I geologi stratigrafici, quelli che si occupano di assegnare nomi e periodi alle ere, hanno recentemente stabilito che non possiamo determinare un Antropocene perché le conseguenze di quest'epoca non sono così profonde nella litosfera come dovrebbero essere per segnare un'epoca geologica, ma non dicono che le conseguenze non ci sono. Lo dicono eccome. Semplicemente non sono arrivate ancora a incidere a livello così profondo nella crosta terrestre. L'era dell'Antropocene vorrebbe dire che ci sono nostri resti dappertutto. Ce ne sono già tanti, ma evidentemente non ancora abbastanza. Però non è quello il punto. Nel senso che possiamo discutere se c'è l'era oppure no, ma le conseguenze lo sappiamo che ci stanno.
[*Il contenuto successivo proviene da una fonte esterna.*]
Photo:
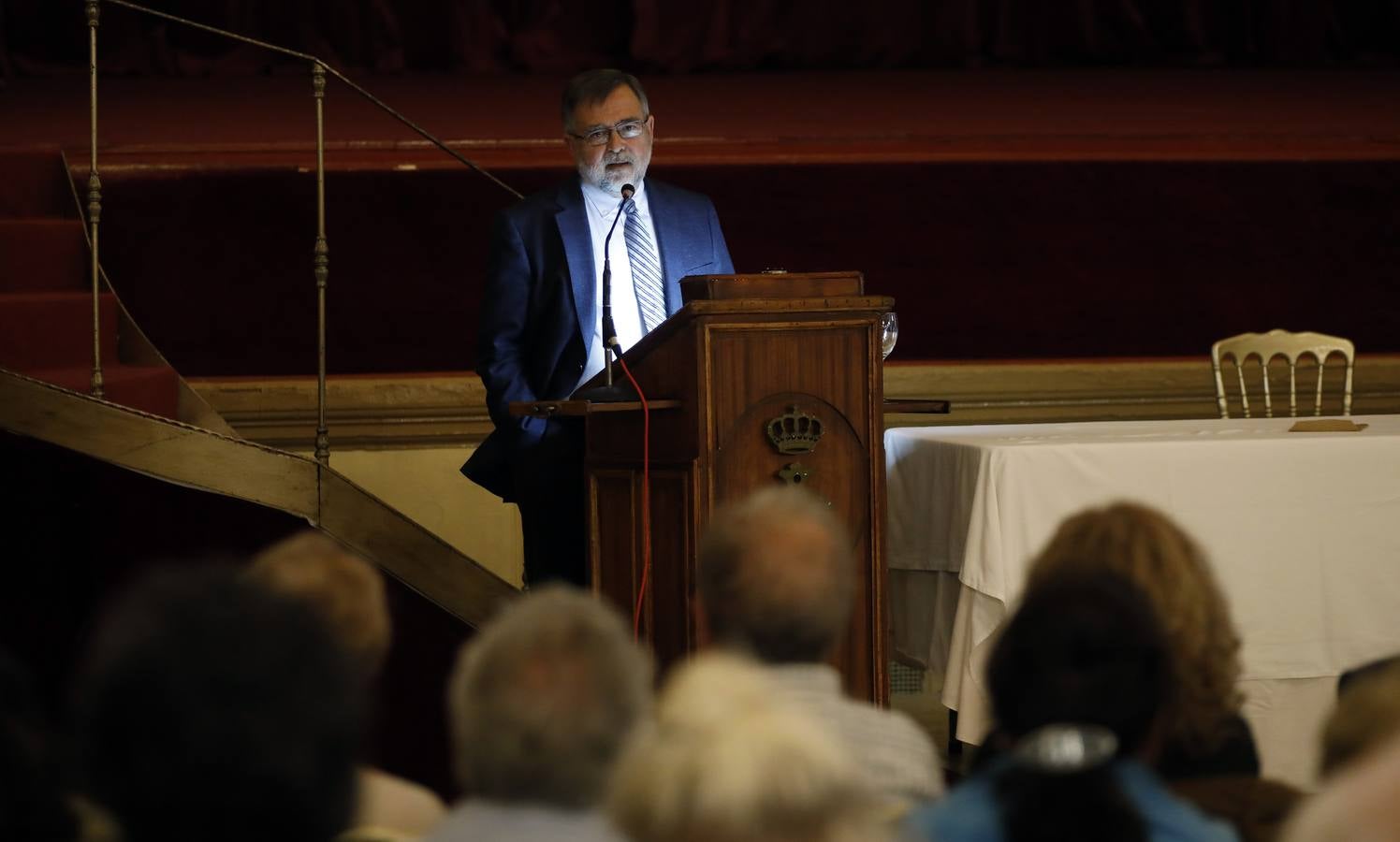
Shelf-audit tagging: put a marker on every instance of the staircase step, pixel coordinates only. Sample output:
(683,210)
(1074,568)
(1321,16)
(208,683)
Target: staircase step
(44,254)
(147,387)
(36,185)
(41,330)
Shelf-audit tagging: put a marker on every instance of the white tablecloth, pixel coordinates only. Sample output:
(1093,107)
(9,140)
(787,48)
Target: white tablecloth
(1303,528)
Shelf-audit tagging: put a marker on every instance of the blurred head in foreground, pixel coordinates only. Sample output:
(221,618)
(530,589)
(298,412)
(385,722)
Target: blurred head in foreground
(339,587)
(776,576)
(728,762)
(213,709)
(542,700)
(1077,681)
(1162,562)
(1366,715)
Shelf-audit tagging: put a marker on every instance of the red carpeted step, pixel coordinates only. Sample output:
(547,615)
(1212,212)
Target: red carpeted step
(44,254)
(36,185)
(52,329)
(147,387)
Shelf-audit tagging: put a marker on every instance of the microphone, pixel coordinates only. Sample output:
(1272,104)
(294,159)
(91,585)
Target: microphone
(612,349)
(608,327)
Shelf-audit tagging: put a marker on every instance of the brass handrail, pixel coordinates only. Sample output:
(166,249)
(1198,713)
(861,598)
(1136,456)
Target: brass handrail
(321,260)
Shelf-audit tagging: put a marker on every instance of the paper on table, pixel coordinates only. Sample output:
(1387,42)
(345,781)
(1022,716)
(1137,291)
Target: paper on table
(1326,426)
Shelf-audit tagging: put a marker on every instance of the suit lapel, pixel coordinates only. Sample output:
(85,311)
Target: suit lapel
(578,252)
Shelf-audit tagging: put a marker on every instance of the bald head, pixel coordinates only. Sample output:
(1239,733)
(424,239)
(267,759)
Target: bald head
(778,576)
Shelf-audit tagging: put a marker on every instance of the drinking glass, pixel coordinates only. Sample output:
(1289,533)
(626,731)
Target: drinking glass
(888,333)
Si discute su quando farla iniziare.

Quando dovrebbe iniziare? Su questo c'è molto dibattito.

Il 1952 è l'ultimo dei periodi proposti, cioè proprio molto recentemente. Ma per quello che mi riguarda andrei più indietro, alla rivoluzione industriale, o meglio ancora all'agricoltura. Quello per me dovrebbe essere il momento in cui si fa cominciare l'Antropocene, perché è il momento in cui le deforestazioni e gli sconvolgimenti della superficie terrestre diventano irreversibili. Qualcuno si spinge a dire che è iniziato da quando è stato prodotto il fuoco dai viventi. Potrebbe anche essere, però siamo a 400.000 anni fa. Io penso che 10.000 anni fa, nel momento in cui gli uomini cominciano a modificare in maniera consapevole e irreversibile il territorio, è quello in cui dobbiamo porre l'Antropocene. Ma, ripeto, è poco importante stabilire se davvero esiste come era.

Perché?

Le conseguenze le vediamo, le soffriamo sulla nostra pelle. Sono sociali e incredibili: i flussi migratori, le persone che muoiono per le ondate di calore o per l'inquinamento, le perturbazioni meteorologiche a carattere violento, l'estinzione di specie. Sono tutte cose che registriamo. Ora vediamo quale sarà la traccia fossile di questi eventi, ma è chiaro che esiste un cambiamento determinante da quando l'uomo inizia a coltivare rispetto al passato. E poi un cambiamento che ha accelerato con la rivoluzione industriale ed è arrivato ai cambi irreversibili con l'era nucleare.